100 produits sont en approvisionnement continu et représentent 218 M$ et 97 % des ventes. Près de 150 produits sont en approvisionnement par lot pour complémenter l’offre, avec des cuvées plus niches et spécifiques, qui contribuent à 7 M$ de ventes au total. Les rhums de la SAQ proviennent de 36 pays différents.
En 2024, 33 nouveaux produits ont été introduits (dont près de la moitié étaient des single casks), de 11 provenances différentes.

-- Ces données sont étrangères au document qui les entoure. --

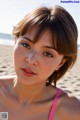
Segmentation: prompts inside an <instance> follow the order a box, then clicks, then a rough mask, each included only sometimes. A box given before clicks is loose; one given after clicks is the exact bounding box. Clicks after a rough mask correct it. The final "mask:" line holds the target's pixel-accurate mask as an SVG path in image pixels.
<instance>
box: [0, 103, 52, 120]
mask: <svg viewBox="0 0 80 120" xmlns="http://www.w3.org/2000/svg"><path fill="white" fill-rule="evenodd" d="M13 105H14V107H13V106H11V105H9V104H7V105H6V104H0V112H8V119H9V120H48V118H49V112H50V108H51V102H50V103H45V104H43V103H41V104H31V105H29V104H28V105H22V106H19V105H15V103H13Z"/></svg>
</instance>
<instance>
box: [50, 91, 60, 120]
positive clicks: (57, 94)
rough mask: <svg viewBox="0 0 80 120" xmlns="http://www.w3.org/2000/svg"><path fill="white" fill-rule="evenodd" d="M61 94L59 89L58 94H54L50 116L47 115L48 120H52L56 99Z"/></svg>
mask: <svg viewBox="0 0 80 120" xmlns="http://www.w3.org/2000/svg"><path fill="white" fill-rule="evenodd" d="M61 93H62V90H61V89H59V90H58V92H57V94H56V96H55V99H54V102H53V104H52V106H51V110H50V115H49V120H53V116H54V111H55V109H56V105H57V101H58V98H59V96H60V95H61Z"/></svg>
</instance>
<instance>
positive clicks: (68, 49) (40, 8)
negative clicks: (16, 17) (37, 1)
mask: <svg viewBox="0 0 80 120" xmlns="http://www.w3.org/2000/svg"><path fill="white" fill-rule="evenodd" d="M13 35H14V38H15V46H14V51H13V54H14V67H15V72H16V76H14V77H11V78H8V77H5V78H4V77H3V78H0V112H8V117H9V120H80V102H79V101H78V100H77V99H76V98H75V97H70V96H69V95H68V94H67V93H65V92H64V91H62V90H61V89H59V88H57V87H56V83H57V81H58V80H59V79H60V78H61V77H62V76H63V75H64V74H65V73H66V71H67V70H68V69H69V68H71V67H72V66H73V65H74V63H75V61H76V57H77V37H78V32H77V27H76V24H75V22H74V20H73V18H72V16H71V15H70V14H69V13H68V12H67V11H66V10H65V9H64V8H62V7H60V6H55V7H54V8H47V7H41V8H38V9H36V10H34V11H32V12H31V13H29V14H28V15H26V16H25V17H24V18H23V19H22V20H21V21H20V22H19V23H18V24H17V25H16V26H15V27H14V29H13Z"/></svg>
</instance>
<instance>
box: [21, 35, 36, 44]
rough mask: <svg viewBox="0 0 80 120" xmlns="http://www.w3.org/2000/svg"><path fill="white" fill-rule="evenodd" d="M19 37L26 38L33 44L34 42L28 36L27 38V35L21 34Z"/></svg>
mask: <svg viewBox="0 0 80 120" xmlns="http://www.w3.org/2000/svg"><path fill="white" fill-rule="evenodd" d="M21 38H24V39H26V40H28V41H30V42H31V43H33V44H34V42H33V41H32V40H31V39H30V38H28V37H26V36H22V37H21Z"/></svg>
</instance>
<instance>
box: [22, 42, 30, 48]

En 2 ans, 64 nouveaux rhums ont été introduits, dont 26 provenaient du Québec (>40 % des nouveaux produits).
Tendances récentes
Outre les produits du Canada et des États-Unis qui ont toujours la cote, ce sont des produits de Trinidad et Tobago (+545 000 $), Panama (+505 000 $), Martinique (+420 000 $), France (+315K 000 $), Cuba (+1 million $) ainsi que de la Barbade (+1,26 million $) qui se sont le plus démarqués en 2024.
Le rhum épicé demeure le plus important (42 % des ventes de rhum) en croissance de 8 % sur 2 ans. Le rhum brun en grande croissance (+21 %). Le rhum agricole continue de croître (+16 % depuis 2 ans, ne pas considérer le -7 % 1 an, ruptures/approvisionnement irrégulier sur Barbancourt, marque principale) avec près de 3 M$ de ventes/1,2 % des ventes de rhums. Le rhum arrangé en émergence (+11 % sur 2 ans).
Dans le prochain épisode à la SAQ
D’ici les prochaines semaines/mois, ce sont plus de 25 de nouveaux rhums de plus de dix provenances différentes qui sont attendus sur les tablettes de la SAQ, dont plusieurs rhums agricoles, des single casks, des rhums arrangés ainsi que des rhums âgés (Barbade, Cuba, Réunion, Guadeloupe, Espagne, France, Jamaïque, Thaïlande, République Dominicaine, Panama, Paraguay, Belize, Vietnam et même du Québec).